8.3 Structural and Cross-Instrument Features

Here the chapter moves beyond single-series transformations to information that only appears in relationships across contracts, assets, and derivative markets. Carry, relative value, lead-lag structure, and options-implied features all expand the feature space in economically meaningful ways, and the section usefully emphasizes that construction choices such as maturity alignment, peer-set definition, and surface policy are part of the hypothesis, not implementation detail.

  • 03_structural_cross_instrument_features — This notebook demonstrates features that require data beyond a single asset's price series: term structures, cross-instrument relationships, and derivatives-implied quantities. These encode information invisible in any individual price history.

8.4 Contextual and Slow-Moving Features

This section shows how fundamentals, calendars, and macro variables enter ML systems mainly as state variables that condition faster signals. Its main practical contribution is to make point-in-time correctness the central constraint, reminding readers that slow data is often more dangerous than fast data because reporting lags, revisions, and repeated values can easily create fake evidence.

  • 04_fundamentals_macro_calendar — Slow-moving features that condition faster signals: SEC XBRL fundamentals (value/quality factors with point-in-time ASOF alignment), FRED macro indicators (yield curve, VIX regimes, credit spreads with publication-lag handling), and calendar encodings (cyclical sin/cos, time-to-event proximity).

8.5 Cross-Cutting Features and the Limits of Aggregation

This section marks the conceptual boundary of the chapter. It explains when deterministic rolling transformations are enough and when hidden structure -- latent states, conditional dynamics, cycle strength, or path shape -- requires fitted models and learned representations, which sets up Chapter 9 cleanly without duplicating it.

This is the chapter's second major contribution after the feature-design grammar. It shows that practical improvement often comes from signal-by-state interactions, but also that these interactions multiply degrees of freedom quickly, so gating, scaling, conditional variants, deduplication, and one-knob-at-a-time discipline are necessary to keep the search credible.

  • 05_feature_selection — A feature engineering pipeline produces many candidates — different lookbacks, transforms, and interaction variants. This notebook demonstrates how to reduce that set to a focused, production-ready collection using systematic selection and deduplication.
  • 06_robustness_sensitivity — A robust signal maintains performance across reasonable variations in parameters, regimes, and implementation choices. This notebook teaches how to assess robustness through parameter sweeps, regime conditioning, and signal × state interactions.
  • 07_event_studies — Event studies measure abnormal returns around specific events (signal triggers, macro announcements, earnings) to assess their predictive power.

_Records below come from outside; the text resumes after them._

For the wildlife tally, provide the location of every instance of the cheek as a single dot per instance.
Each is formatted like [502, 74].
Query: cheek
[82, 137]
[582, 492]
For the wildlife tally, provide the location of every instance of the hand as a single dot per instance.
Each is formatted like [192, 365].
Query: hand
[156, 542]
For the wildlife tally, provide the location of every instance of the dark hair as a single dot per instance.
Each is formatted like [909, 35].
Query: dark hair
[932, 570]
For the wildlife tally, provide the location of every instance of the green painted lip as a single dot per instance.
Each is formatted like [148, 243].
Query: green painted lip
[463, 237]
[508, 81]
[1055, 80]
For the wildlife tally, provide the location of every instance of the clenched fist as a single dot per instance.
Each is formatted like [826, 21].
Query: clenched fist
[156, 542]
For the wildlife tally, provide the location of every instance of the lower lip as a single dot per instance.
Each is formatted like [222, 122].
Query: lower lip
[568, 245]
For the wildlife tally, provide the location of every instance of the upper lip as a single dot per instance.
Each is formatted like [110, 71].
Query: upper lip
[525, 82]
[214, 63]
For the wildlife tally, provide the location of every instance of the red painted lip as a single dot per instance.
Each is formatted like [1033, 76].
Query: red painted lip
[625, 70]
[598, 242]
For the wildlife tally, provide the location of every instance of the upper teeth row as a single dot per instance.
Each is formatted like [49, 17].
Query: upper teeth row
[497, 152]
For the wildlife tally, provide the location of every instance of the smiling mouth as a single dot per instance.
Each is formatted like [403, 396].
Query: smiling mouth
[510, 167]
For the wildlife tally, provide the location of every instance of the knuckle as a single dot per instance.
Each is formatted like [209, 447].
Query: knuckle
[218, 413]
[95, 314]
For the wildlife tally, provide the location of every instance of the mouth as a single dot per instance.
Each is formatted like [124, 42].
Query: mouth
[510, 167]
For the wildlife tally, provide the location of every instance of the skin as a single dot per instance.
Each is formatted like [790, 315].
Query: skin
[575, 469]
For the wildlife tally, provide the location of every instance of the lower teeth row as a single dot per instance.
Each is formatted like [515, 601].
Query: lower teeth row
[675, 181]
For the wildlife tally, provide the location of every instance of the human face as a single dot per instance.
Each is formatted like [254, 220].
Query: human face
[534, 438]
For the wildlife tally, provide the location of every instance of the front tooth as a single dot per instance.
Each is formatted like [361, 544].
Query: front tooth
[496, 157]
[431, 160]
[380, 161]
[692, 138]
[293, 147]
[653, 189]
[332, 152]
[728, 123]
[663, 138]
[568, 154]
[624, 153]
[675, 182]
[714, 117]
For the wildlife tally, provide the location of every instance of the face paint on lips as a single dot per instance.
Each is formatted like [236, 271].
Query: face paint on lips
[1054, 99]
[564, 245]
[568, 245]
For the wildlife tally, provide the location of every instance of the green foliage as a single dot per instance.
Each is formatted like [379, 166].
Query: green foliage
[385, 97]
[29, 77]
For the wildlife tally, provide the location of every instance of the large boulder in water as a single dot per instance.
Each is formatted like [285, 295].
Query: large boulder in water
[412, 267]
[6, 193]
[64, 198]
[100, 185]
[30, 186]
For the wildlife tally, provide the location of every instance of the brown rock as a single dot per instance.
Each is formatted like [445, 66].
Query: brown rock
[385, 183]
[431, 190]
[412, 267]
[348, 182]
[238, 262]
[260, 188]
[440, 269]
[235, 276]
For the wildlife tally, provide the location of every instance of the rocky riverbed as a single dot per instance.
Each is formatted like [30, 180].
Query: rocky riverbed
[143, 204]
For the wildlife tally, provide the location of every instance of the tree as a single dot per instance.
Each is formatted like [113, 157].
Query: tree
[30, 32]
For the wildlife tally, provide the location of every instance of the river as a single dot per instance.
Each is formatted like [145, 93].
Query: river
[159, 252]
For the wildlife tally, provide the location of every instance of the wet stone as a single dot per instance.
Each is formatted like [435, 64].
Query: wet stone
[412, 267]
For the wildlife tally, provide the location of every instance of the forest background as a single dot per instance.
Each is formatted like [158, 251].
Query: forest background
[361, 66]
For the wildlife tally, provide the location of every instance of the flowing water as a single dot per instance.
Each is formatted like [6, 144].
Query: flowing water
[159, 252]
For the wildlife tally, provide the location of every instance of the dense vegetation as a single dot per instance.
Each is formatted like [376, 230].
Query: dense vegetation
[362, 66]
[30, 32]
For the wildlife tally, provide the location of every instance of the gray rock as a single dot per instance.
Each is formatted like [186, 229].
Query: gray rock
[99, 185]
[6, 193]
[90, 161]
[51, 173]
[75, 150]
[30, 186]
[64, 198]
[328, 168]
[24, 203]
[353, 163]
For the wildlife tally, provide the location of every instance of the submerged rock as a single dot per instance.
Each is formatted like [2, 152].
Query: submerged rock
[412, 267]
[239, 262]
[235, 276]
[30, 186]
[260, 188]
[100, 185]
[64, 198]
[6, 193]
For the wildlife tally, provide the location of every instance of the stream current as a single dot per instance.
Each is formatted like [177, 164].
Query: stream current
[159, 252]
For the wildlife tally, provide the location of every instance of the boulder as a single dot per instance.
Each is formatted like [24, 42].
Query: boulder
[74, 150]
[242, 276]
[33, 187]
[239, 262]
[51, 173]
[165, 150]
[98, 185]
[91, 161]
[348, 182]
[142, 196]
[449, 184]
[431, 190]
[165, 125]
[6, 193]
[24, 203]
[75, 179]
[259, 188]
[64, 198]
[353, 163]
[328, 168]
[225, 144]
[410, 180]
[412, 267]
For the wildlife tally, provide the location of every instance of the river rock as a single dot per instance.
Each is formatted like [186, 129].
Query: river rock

This is a key validation technique for trading signals.
  • case_study_feature_summary — Cross-case-study feature inventory: feature counts per case study, family heatmap (momentum/volatility/return everywhere; carry on futures/FX; options-implied on the options case studies), and a breadth-vs-IC view that combines best-IC-per-case-study from the registry with universe-size metadata (Fundamental Law: IR ≈ IC × √BR).

Running the Notebooks

# From the repository root
uv run python 08_financial_features/<notebook>.py

# Test mode (reduced data via Papermill)
uv run pytest tests/test_notebooks.py -v -k "08_financial_features"

Memory: 03_structural_cross_instrument_features peaks at ~7.4 GB RSS scanning the AlgoSeek S&P-500 options surface — recommend ≥8 GB system RAM for §8.3.